La questione posta da Benjamin (che era ateo) è la perdita, nell’ateismo di massa, di ogni contenuto utopico [Ma la scienza è utopica e istituisce universali: la possibilità di estinzione della specie, operata per disfunzione scientifica, è un universale: e Benjamin fu così ingenuo da non coglierlo? gg]. Lo scientismo dominante ha contribuito a far crollare quelle costruzioni, giuste o sbagliate che fossero, dinanzi a cui la cattiva realtà doveva rispondere. È anche in tal senso che Benjamin, tra i primi nella tradizione marxista, critica il vuoto progresso riformista che non distingue tra una migliore riproduzione della vita e una vita realizzata, cioè felice. Il capitalismo non si manifesta solo attraverso lo sfruttamento e la repressione, ma anche attraverso il fallimento di una vita non realizzata. Così, accanto al benessere e alla libertà, va rivendicata la felicità. E la felicità diviene una categoria politica. Se esistesse infatti un’emancipazione infelice?

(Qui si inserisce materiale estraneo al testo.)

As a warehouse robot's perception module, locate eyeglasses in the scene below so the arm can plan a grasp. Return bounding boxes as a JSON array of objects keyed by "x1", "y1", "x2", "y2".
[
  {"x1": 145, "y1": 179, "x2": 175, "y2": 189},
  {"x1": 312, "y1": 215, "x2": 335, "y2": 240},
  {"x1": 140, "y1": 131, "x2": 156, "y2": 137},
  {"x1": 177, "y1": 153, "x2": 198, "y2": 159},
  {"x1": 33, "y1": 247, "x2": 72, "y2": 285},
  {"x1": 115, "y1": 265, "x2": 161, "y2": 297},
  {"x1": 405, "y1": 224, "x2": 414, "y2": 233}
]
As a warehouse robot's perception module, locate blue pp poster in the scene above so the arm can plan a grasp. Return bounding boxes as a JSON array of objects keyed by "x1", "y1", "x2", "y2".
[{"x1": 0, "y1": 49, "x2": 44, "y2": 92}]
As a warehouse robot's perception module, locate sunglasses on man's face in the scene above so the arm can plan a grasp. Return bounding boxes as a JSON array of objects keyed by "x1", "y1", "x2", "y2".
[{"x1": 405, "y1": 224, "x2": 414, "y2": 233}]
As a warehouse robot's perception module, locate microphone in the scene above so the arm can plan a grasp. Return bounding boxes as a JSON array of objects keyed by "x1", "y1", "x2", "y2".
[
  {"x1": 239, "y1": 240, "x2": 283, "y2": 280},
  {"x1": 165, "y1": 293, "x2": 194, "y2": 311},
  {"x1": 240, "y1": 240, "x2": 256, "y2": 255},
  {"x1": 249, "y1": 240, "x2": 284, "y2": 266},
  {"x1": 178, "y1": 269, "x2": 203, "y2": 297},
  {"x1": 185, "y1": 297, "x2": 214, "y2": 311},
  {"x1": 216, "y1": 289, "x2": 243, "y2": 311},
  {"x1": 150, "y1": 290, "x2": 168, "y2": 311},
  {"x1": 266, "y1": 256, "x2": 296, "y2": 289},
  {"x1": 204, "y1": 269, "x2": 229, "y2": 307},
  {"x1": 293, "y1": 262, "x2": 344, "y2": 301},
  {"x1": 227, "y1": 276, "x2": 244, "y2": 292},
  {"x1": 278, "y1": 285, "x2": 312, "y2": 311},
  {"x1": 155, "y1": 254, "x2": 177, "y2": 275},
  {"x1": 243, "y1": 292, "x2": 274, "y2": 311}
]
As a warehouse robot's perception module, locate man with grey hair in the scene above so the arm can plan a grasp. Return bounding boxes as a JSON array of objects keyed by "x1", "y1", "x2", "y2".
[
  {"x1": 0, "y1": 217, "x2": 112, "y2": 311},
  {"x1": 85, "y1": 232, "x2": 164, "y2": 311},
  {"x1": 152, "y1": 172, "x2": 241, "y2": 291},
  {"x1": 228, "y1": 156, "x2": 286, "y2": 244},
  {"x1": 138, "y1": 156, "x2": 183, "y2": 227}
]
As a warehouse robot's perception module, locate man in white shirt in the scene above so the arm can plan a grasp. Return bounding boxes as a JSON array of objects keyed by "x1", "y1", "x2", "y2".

Un benessere e una libertà senza felicità?
Ma le questioni che si aprono rinviano anche al modo di interpretare la sua figura e il suo pensiero: fino a che punto Benjamin si lasci collocare oggi nella prospettiva della lotta di classe, in che misura, come si chiede Habermas, sia ancora attuale come «teologo della rivoluzione», se e come gli si attagli la definizione del «marxista più sui generis» della storia, che di lui dà Hannah Arendt, se davvero sia stato un «teologo trasferito in campo profano», come dice Scholem.
La questione più difficile, ma anche più affascinante, è però se quel matrimonio tra un burattino e una nana, tra comunismo e teologia ebraica, di cui Benjamin si era proposto come sensale, sia finito in una separazione, o addirittura in un divorzio; se l’angelo messianico non abbia fatto di tutto, non faccia di tutto, in tempi come questi, per tenere insieme una coppia tanto temibile quanto sovversiva.